Characterization of the effect of critical cathode design parameters on the lithium sulfur cell resistance using electrochemical impedance spectroscopy

Abstract

Lithium-sulfur batteries have gained significant attention as an alternative for Li-ion batteries for electric vehicle applications in the recent years. This is due to their high theoretical specific energy (2600 Wh/kg) coming from one of the most abundant and non-toxic element, sulfur and the lightest metal lithium. On the other hand, Li-S batteries have some drawbacks, which are Li anode degradation, polysulfide shuttle mechanism and low electronic conductivity; these all cause low specific capacity and poor cyclability. Hence, Li-S cells suffer from some transport and kinetic resistances. In this study, the effect of the electrolyte to sulfur ratio (E/S) and the carbon to sulfur ratio (C/S), which are two critical cathode design parameters, on the transport and kinetic resistances in a Li-S cell are investigated as a function of degree of discharge in the first cycle by using electrochemical impedance spectroscopy. First, the main resistances in the cell are identified as the electrolyte, charge transfer, film and Warburg resistances.

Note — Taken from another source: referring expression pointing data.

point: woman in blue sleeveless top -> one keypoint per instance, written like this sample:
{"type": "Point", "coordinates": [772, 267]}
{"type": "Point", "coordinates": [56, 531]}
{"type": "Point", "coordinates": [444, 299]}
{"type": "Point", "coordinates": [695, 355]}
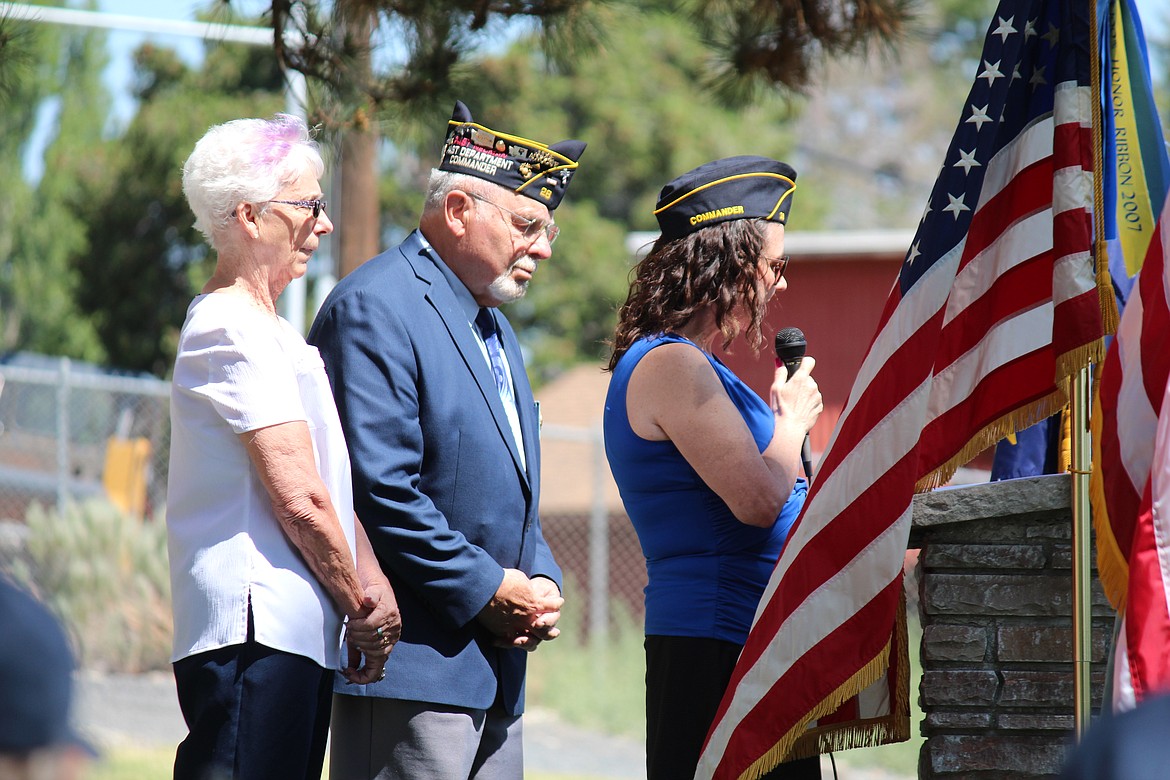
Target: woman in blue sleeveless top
{"type": "Point", "coordinates": [709, 473]}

The effect of E/S ratio on the cell resistance is investigated for Li-S cells having E/S ratios of 34 μl/mg, 19 μl/mg, 12 μl/mg, 6 μl/mg and 3 μl/mg at a C/S ratio of 1. For these cells, the highest resistances are obtained with 3 μl/mg and 6 μl/mg E/S ratios for all of the resistances. Furthermore, the lowest resistances are obtained for the cell with E/S=19 μl/mg and further increase of the E/S ratio do not reduce the resistances. Secondly, the effect of C/S ratio on the cell resistance is investigated for Li-S cells with the C/S ratios of 3.5, 2.0, 1.0, 0.5 and 0.3 having 19 μl/mg E/S ratio. The cell with a C/S ratio of 3.5 has considerably higher resistances than the other C/S ratios for all the three resistances whereas the lowest resistances are obtained with C/S=1; lower C/S ratios result in higher resistances. These results showed that, there is an optimum point for both E/S and C/S ratios, where the cells deliver minimum transport and kinetic resistances.